Pada pawai defile PORSENIJAR, sejumlah guru tampil mengenakan kostum ala pengajar era 1970–1980-an. Mereka memakai baju safari, tas kulit hitam, kopiah, kacamata jadul, serta sepatu pantofel. Penampilan itu menarik perhatian peserta dan warga yang memenuhi area lapangan.
Kepala Dinas Pendidikan dan Kebudayaan Enrekang, Erik Kamase, yang juga Ketua PGRI kabupaten, menyampaikan apresiasi terhadap kreativitas peserta. Ia beberapa kali berhenti untuk berfoto bersama barisan guru berkostum klasik tersebut. “Kostum ini bukan hanya menarik, tetapi juga menjadi pengingat perjalanan profesi guru,” ujarnya dalam kesempatan itu.
Salah satu peserta, Murdiansyah, menyebut ide kostum tempo dulu digagas untuk menghadirkan nuansa nostalgia dan menegaskan nilai keteladanan guru di masa lalu. “Guru dulu sederhana, tegas, dan penuh wibawa. Nilai itu yang ingin kami hidupkan kembali,” katanya.
Acara utama berlangsung saat upacara HGN 2025 yang dipimpin Bupati Enrekang, Muhammad Yusuf Ritangnga. Dalam sambutannya, ia menyampaikan penghormatan kepada para pendidik yang disebut sebagai “perajut akhlak” dan ujung tombak pembangunan daerah. Bupati menyampaikan terima kasih atas keteguhan para guru dalam menjalankan tugas meski berbagai persoalan pendidikan masih perlu dibenahi.
Ia menegaskan bahwa visi daerah “Enrekang Sejahtera untuk Semua” menempatkan pendidikan sebagai fondasi utama. Pemerintah daerah, katanya, terus memprioritaskan peningkatan kualitas sumber daya manusia, pemerataan layanan, dan pembangunan pendidikan berbasis kebutuhan masyarakat. “Guru adalah penggerak utama untuk mewujudkan masyarakat yang berdaya saing,” ujar bupati.

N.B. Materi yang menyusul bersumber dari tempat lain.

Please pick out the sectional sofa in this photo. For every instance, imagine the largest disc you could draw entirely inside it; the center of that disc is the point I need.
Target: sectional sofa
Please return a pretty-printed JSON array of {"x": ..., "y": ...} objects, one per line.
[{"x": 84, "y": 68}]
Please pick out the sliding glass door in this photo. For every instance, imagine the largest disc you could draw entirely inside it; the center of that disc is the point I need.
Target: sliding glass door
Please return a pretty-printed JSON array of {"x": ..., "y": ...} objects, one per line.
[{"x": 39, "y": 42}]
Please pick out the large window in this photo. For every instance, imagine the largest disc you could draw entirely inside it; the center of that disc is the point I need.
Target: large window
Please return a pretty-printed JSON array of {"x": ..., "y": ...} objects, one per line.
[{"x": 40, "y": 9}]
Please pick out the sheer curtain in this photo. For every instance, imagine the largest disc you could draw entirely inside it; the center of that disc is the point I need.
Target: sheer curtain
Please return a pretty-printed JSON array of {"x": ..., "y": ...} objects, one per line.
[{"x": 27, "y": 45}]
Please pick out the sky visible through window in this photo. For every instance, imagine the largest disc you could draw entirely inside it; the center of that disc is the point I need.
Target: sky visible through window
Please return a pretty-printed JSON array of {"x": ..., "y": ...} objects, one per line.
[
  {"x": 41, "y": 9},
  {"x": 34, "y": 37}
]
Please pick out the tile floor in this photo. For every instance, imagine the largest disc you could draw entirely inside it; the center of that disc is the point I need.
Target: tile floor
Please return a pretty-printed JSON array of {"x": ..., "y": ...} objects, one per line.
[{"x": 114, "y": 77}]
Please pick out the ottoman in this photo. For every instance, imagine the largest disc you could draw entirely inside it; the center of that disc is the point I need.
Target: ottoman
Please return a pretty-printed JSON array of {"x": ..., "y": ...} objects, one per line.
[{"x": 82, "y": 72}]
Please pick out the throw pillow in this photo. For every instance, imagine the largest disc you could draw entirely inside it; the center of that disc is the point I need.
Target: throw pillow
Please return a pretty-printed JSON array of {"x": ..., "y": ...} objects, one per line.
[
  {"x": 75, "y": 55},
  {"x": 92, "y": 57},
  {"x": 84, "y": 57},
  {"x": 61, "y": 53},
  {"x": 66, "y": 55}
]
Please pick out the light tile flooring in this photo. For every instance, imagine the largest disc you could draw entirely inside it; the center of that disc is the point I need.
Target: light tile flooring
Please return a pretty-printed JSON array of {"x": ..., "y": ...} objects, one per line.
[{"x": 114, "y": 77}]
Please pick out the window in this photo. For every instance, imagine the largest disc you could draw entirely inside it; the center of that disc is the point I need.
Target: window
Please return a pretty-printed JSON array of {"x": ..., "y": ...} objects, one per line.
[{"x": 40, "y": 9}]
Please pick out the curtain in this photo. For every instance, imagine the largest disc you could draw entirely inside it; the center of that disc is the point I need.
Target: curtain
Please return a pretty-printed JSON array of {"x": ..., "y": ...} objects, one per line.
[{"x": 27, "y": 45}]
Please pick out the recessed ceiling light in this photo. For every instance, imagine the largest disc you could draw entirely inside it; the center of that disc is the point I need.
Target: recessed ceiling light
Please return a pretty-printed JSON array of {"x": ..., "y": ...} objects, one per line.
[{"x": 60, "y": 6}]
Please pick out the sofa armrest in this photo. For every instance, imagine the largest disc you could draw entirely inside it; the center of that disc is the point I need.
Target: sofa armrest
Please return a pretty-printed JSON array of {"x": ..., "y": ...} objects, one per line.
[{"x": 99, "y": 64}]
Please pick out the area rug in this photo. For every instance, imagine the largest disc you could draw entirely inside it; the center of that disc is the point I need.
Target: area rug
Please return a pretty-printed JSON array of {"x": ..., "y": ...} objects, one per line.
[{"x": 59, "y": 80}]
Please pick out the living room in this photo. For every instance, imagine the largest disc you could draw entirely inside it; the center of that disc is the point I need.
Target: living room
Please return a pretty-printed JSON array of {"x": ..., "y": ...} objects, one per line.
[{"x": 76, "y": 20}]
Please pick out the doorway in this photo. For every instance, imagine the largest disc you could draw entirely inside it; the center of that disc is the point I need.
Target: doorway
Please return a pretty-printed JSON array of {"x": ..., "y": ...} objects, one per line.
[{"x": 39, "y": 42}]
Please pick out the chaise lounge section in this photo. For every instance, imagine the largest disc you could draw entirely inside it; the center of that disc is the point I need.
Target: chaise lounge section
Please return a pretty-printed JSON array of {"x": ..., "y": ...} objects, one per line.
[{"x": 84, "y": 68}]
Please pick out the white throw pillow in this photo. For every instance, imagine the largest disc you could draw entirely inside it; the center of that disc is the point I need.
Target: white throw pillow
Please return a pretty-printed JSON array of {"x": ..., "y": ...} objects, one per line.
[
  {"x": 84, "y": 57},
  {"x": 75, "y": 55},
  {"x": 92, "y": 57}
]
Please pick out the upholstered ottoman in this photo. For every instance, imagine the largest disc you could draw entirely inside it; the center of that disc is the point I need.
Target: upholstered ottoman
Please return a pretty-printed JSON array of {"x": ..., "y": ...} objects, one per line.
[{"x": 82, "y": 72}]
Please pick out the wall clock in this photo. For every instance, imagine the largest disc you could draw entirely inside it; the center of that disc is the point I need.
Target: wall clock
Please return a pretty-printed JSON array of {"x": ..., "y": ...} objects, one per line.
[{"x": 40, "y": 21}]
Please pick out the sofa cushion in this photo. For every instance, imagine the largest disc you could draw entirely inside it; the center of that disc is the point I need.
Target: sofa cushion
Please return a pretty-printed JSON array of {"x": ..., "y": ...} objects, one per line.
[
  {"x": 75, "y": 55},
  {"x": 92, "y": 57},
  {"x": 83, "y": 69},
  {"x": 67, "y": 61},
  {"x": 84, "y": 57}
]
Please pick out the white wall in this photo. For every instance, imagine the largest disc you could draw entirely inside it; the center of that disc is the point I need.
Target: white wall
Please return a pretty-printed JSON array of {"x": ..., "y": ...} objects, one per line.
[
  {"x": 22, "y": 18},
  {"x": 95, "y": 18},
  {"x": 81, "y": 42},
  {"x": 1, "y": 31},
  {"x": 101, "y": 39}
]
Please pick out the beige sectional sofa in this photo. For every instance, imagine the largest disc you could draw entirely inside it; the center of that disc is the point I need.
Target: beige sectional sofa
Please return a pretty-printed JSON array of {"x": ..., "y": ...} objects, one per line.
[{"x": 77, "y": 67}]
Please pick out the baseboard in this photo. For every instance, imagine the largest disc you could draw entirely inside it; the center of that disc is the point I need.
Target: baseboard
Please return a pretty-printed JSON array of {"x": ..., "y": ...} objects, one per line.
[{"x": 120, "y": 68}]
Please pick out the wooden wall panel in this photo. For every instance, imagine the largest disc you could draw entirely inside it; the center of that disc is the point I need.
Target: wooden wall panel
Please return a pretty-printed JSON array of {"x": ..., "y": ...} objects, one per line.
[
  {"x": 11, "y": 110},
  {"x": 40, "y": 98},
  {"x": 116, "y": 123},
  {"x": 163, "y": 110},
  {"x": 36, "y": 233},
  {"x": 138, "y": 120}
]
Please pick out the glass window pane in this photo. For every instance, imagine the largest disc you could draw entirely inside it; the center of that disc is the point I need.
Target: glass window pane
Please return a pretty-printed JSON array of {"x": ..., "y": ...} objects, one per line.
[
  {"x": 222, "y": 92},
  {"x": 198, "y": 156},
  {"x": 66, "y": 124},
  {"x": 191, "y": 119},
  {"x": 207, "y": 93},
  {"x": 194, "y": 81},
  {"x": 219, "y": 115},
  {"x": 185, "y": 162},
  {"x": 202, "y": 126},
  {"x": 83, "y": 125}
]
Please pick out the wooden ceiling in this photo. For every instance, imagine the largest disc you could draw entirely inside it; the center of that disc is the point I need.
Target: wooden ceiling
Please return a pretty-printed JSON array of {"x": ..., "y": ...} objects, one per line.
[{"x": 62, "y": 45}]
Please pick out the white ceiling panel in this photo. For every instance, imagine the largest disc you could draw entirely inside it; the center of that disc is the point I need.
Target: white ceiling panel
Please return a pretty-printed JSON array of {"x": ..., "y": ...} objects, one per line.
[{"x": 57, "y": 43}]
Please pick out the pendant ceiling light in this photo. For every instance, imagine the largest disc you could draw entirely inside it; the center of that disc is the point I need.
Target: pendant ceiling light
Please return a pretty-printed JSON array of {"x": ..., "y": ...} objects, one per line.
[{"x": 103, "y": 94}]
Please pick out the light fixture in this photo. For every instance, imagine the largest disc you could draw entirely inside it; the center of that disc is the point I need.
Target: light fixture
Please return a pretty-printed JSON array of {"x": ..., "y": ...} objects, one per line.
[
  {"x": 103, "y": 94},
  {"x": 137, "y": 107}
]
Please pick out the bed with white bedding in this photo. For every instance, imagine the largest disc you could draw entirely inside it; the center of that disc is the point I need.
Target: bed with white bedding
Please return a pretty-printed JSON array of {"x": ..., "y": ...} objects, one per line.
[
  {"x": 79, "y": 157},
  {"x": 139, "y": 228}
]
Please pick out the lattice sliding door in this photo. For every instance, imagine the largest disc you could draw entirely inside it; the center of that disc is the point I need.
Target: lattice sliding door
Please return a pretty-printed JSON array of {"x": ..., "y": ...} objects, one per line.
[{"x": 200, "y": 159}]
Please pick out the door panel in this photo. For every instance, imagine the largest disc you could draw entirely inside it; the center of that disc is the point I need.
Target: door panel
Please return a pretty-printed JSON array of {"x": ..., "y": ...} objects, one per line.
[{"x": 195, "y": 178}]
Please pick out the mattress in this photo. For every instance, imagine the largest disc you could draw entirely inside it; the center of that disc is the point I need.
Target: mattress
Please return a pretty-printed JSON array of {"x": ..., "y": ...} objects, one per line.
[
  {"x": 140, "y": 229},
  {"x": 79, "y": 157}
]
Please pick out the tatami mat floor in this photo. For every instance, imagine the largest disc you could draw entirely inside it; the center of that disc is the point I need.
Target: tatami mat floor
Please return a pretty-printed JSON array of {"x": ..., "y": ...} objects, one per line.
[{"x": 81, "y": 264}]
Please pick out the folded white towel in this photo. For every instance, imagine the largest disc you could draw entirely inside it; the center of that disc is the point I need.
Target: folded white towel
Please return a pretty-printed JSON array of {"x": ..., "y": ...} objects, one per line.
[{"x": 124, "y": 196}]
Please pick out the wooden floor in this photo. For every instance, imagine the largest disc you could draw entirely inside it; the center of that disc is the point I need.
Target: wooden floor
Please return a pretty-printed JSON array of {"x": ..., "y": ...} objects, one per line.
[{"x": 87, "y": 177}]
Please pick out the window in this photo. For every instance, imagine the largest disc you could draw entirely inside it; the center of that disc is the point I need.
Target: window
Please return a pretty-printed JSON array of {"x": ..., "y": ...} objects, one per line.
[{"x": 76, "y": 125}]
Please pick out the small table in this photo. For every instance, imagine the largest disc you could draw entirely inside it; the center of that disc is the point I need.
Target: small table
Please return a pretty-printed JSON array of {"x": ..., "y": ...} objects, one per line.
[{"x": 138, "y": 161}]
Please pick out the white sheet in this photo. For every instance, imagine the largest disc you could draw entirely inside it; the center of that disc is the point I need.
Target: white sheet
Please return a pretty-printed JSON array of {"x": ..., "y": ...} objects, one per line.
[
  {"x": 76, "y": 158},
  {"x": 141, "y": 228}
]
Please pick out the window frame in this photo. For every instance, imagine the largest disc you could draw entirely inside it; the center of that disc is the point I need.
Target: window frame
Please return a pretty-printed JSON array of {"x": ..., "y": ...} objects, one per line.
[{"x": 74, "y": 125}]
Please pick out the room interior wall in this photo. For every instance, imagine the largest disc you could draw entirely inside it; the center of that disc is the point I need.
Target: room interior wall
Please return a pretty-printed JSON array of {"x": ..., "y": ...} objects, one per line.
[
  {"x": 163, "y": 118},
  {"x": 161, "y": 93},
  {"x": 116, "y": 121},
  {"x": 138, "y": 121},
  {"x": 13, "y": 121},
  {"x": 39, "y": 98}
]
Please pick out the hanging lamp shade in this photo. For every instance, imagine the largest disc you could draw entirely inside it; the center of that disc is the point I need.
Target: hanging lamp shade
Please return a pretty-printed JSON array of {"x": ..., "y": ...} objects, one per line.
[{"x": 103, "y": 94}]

Bupati Yusuf juga membuka secara resmi PORSENIJAR 2025 tingkat kabupaten. Ia menekankan bahwa kegiatan tersebut bukan hanya ajang perlombaan, tetapi wadah silaturahmi dan penguatan solidaritas antarguru. Upacara ditutup dengan candaan ringan dari Bupati agar peserta tetap sportif. Pernyataannya disambut tawa para guru yang memenuhi lapangan.

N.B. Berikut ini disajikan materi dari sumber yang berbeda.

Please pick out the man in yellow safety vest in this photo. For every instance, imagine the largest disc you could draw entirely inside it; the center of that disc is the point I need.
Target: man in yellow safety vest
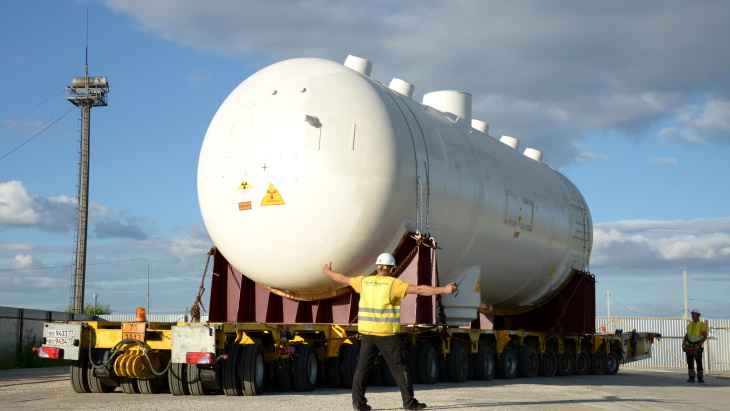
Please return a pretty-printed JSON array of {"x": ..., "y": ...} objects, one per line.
[
  {"x": 694, "y": 338},
  {"x": 379, "y": 323}
]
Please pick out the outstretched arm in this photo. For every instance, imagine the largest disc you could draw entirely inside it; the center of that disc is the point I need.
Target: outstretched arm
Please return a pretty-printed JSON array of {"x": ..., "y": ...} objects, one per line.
[
  {"x": 340, "y": 278},
  {"x": 427, "y": 290}
]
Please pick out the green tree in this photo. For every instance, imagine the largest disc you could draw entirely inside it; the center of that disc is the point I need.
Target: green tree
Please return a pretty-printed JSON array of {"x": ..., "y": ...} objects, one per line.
[{"x": 101, "y": 309}]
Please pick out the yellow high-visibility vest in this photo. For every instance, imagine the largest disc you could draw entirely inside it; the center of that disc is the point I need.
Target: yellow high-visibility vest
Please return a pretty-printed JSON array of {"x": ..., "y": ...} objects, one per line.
[
  {"x": 694, "y": 331},
  {"x": 376, "y": 314}
]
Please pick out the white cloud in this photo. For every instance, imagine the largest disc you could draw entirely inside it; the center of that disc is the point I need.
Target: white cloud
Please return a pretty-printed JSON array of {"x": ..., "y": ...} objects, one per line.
[
  {"x": 661, "y": 161},
  {"x": 20, "y": 208},
  {"x": 654, "y": 244},
  {"x": 542, "y": 73},
  {"x": 703, "y": 123}
]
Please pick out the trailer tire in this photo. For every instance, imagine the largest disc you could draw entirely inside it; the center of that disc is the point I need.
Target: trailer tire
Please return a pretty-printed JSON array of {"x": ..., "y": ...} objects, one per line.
[
  {"x": 507, "y": 364},
  {"x": 253, "y": 370},
  {"x": 612, "y": 363},
  {"x": 231, "y": 371},
  {"x": 443, "y": 372},
  {"x": 98, "y": 385},
  {"x": 177, "y": 379},
  {"x": 457, "y": 364},
  {"x": 529, "y": 363},
  {"x": 548, "y": 364},
  {"x": 582, "y": 363},
  {"x": 428, "y": 370},
  {"x": 129, "y": 385},
  {"x": 350, "y": 354},
  {"x": 194, "y": 382},
  {"x": 305, "y": 368},
  {"x": 484, "y": 366},
  {"x": 597, "y": 365},
  {"x": 150, "y": 385},
  {"x": 566, "y": 363},
  {"x": 80, "y": 372}
]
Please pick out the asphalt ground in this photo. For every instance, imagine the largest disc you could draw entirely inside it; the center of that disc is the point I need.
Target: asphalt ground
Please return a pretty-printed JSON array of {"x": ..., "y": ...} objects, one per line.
[{"x": 630, "y": 389}]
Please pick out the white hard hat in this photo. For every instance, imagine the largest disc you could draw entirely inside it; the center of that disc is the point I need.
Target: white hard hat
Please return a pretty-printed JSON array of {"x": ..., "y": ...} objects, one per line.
[{"x": 385, "y": 259}]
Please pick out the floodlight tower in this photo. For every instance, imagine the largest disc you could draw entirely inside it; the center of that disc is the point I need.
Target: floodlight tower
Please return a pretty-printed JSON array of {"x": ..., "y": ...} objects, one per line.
[{"x": 84, "y": 92}]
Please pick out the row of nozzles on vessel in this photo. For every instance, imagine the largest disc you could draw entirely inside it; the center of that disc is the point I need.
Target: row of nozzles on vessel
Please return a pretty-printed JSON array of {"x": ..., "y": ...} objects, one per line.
[{"x": 455, "y": 102}]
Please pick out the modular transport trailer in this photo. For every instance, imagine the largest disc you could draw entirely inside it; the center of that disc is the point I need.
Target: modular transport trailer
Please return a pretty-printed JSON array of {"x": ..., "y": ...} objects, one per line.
[
  {"x": 247, "y": 357},
  {"x": 309, "y": 161}
]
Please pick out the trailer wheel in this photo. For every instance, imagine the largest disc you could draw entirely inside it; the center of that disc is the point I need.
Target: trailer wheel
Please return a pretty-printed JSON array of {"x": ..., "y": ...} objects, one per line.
[
  {"x": 177, "y": 379},
  {"x": 507, "y": 364},
  {"x": 582, "y": 363},
  {"x": 194, "y": 382},
  {"x": 612, "y": 363},
  {"x": 428, "y": 370},
  {"x": 305, "y": 368},
  {"x": 150, "y": 385},
  {"x": 252, "y": 370},
  {"x": 334, "y": 373},
  {"x": 470, "y": 375},
  {"x": 484, "y": 364},
  {"x": 548, "y": 364},
  {"x": 231, "y": 374},
  {"x": 350, "y": 354},
  {"x": 529, "y": 363},
  {"x": 129, "y": 385},
  {"x": 597, "y": 365},
  {"x": 96, "y": 384},
  {"x": 457, "y": 364},
  {"x": 80, "y": 372},
  {"x": 566, "y": 362},
  {"x": 284, "y": 377},
  {"x": 443, "y": 373}
]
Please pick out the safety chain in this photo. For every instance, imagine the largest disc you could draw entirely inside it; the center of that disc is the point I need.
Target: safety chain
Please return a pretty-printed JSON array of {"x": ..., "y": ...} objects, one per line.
[{"x": 195, "y": 309}]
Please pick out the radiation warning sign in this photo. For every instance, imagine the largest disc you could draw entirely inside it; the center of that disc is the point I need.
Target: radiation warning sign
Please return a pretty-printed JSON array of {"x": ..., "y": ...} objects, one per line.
[
  {"x": 272, "y": 196},
  {"x": 244, "y": 185}
]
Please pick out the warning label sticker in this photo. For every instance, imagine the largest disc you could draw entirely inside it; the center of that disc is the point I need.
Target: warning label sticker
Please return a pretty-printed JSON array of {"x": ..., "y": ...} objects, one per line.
[
  {"x": 272, "y": 196},
  {"x": 244, "y": 185}
]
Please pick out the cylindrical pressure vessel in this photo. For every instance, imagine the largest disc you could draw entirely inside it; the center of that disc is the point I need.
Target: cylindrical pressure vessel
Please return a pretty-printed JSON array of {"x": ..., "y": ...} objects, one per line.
[{"x": 309, "y": 161}]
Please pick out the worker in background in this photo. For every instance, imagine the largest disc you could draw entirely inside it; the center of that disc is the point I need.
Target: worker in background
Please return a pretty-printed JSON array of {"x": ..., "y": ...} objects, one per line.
[
  {"x": 379, "y": 325},
  {"x": 695, "y": 337}
]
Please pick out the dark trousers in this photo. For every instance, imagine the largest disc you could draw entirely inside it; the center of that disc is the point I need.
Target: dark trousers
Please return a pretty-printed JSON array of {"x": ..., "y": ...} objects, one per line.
[
  {"x": 394, "y": 352},
  {"x": 691, "y": 359}
]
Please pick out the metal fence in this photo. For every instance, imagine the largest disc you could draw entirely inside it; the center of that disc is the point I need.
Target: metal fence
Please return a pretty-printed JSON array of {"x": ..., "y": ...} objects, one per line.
[{"x": 667, "y": 351}]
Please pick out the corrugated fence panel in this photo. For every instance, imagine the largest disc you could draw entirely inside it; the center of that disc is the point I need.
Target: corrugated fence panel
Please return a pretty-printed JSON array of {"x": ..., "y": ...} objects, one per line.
[{"x": 667, "y": 352}]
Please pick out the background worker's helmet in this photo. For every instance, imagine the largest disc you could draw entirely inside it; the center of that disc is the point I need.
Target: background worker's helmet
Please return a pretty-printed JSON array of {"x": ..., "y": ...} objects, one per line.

Menurut Ketua PGRI Enrekang, Erik Kamase, sekitar 3.500 guru mengikuti kegiatan tahun ini, meningkat dibanding estimasi 3.000 peserta pada kegiatan tahun sebelumnya. Ia menilai antusiasme tersebut mencerminkan kekompakan dan komitmen para guru terhadap pengembangan kompetensi serta budaya organisasi. “Ini bukti semangat luar biasa guru-guru dari seluruh cabang,” ujarnya.

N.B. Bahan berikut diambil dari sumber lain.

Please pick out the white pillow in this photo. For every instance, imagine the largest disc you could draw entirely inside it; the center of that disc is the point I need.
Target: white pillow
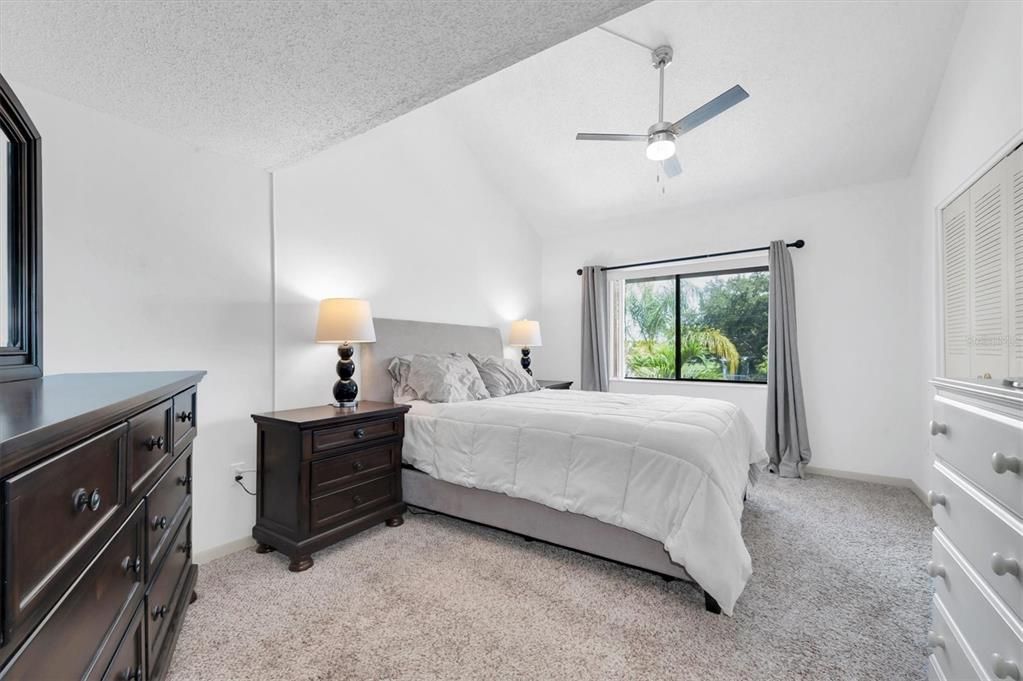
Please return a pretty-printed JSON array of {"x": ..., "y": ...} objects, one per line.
[
  {"x": 502, "y": 377},
  {"x": 445, "y": 378}
]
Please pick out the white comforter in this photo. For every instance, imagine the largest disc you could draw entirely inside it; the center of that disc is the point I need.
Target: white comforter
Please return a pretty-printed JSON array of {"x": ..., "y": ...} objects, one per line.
[{"x": 668, "y": 467}]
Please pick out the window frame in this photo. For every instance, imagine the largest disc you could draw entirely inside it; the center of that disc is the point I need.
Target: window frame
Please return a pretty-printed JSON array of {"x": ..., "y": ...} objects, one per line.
[{"x": 617, "y": 322}]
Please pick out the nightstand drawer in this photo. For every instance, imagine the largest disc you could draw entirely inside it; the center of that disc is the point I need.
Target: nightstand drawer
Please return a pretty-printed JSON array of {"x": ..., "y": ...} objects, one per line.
[
  {"x": 353, "y": 501},
  {"x": 338, "y": 471},
  {"x": 355, "y": 434}
]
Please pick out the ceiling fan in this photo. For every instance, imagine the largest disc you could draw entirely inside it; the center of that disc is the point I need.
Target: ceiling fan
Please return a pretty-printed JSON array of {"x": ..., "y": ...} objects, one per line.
[{"x": 661, "y": 136}]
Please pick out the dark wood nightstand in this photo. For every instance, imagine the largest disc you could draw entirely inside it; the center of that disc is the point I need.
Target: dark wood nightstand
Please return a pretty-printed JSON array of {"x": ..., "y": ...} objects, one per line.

Usai upacara, pemerintah daerah dan PGRI melakukan peletakan batu pertama pembangunan Sekretariat PGRI Kabupaten Enrekang. Bupati menyampaikan optimisme proyek itu dapat segera terwujud melalui kolaborasi struktural dan dukungan dari organisasi profesi guru.
Hingga Sabtu sore, seluruh rangkaian acara berjalan lancar tanpa laporan gangguan. PORSENIJAR dijadwalkan berlanjut selama beberapa hari dengan agenda olahraga, seni, dan pembelajaran bagi guru-guru dari seluruh kecamatan.